Mais l’adresse royale ne se limite pas à cette condamnation aussi attendue que partagée par la grande majorité des Marocains. Ceux qui, « faisant mauvais usage de la liberté d’opinion, se sont cantonnés dans une opposition systématique aux orientations des pouvoirs publics », ceux qui « exploitent la démocratie pour porter atteinte à l’autorité de l’État », ceux dont « les idées représentent un terreau pour semer les épines de l’ostracisme, du fanatisme et de la discorde », ceux, enfin, qualifiés de « désinvoltes », qui mènent campagne contre « les autorités publiques et judiciaires », sont dans le collimateur royal. Il faut un « État fort » dans le cadre « de la démocratie et de la suprématie de la loi ».
Ce message, d’un roi confronté à sa plus grave crise depuis son accession au trône il y a bientôt quatre ans, s’adresse à la fois aux partis et mouvements islamistes dits modérés, au premier rang desquels le Parti de la justice et du développement (PJD) et l’association que dirige Cheikh Yacine, ainsi qu’aux médias et ONG qui avaient fait de la critique du pouvoir et de ses supposées « dérives sécuritaires » leur pain hebdomadaire.

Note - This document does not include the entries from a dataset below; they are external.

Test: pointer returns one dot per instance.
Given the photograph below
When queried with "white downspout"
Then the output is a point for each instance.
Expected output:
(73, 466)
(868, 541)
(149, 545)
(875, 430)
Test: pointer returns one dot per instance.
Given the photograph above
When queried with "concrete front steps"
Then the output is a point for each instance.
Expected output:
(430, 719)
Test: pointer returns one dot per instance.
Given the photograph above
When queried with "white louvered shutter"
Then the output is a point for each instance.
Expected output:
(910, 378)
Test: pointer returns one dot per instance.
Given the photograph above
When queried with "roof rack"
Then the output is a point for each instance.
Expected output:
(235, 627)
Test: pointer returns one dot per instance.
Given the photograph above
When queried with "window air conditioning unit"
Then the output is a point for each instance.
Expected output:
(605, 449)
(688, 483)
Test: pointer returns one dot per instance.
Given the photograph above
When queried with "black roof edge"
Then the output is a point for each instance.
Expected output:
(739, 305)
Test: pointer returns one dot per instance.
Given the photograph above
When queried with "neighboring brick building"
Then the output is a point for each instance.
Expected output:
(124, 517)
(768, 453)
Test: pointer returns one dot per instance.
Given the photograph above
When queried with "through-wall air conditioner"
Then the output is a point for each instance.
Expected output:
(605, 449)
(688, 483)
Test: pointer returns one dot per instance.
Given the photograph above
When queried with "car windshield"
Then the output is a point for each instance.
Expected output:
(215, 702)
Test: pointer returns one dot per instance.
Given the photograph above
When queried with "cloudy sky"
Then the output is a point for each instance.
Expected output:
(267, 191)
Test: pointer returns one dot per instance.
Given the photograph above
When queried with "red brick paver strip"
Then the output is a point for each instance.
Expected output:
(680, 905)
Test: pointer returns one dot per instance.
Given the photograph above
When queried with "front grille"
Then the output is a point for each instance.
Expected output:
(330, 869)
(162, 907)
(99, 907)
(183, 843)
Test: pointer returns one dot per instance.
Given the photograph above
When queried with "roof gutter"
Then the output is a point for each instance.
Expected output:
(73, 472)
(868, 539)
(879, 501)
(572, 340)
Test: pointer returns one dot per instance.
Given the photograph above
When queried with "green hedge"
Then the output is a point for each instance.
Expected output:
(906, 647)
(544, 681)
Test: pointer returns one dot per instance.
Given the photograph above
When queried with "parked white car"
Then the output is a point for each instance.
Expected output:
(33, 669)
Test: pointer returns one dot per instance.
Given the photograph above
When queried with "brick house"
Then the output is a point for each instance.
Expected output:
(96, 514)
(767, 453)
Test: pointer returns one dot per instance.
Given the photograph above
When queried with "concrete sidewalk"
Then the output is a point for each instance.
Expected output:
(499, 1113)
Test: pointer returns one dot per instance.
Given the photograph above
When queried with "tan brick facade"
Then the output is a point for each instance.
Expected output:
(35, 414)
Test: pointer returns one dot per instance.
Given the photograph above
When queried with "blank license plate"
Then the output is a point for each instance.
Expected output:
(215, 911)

Il vise aussi toute une fraction de la bourgeoisie marocaine, tentée de passer un compromis résigné et quasi vichyssois avec les « barbus », dont l’ascension est perçue comme irrésistible. Dans son discours, Mohammed VI n’a d’ailleurs pas hésité à revendiquer l’un des deux mots tabous – avec Makhzen – du « politiquement correct » marocain d’aujourd’hui : celui de sécuritaire. Le sécuritaire, dit-il, est l’un des volets de « notre stratégie globale ». Tout comme il y a, aux États-Unis, un avant- et un après-11 septembre, le royaume est entré dans l’ère de l’après-16 mai.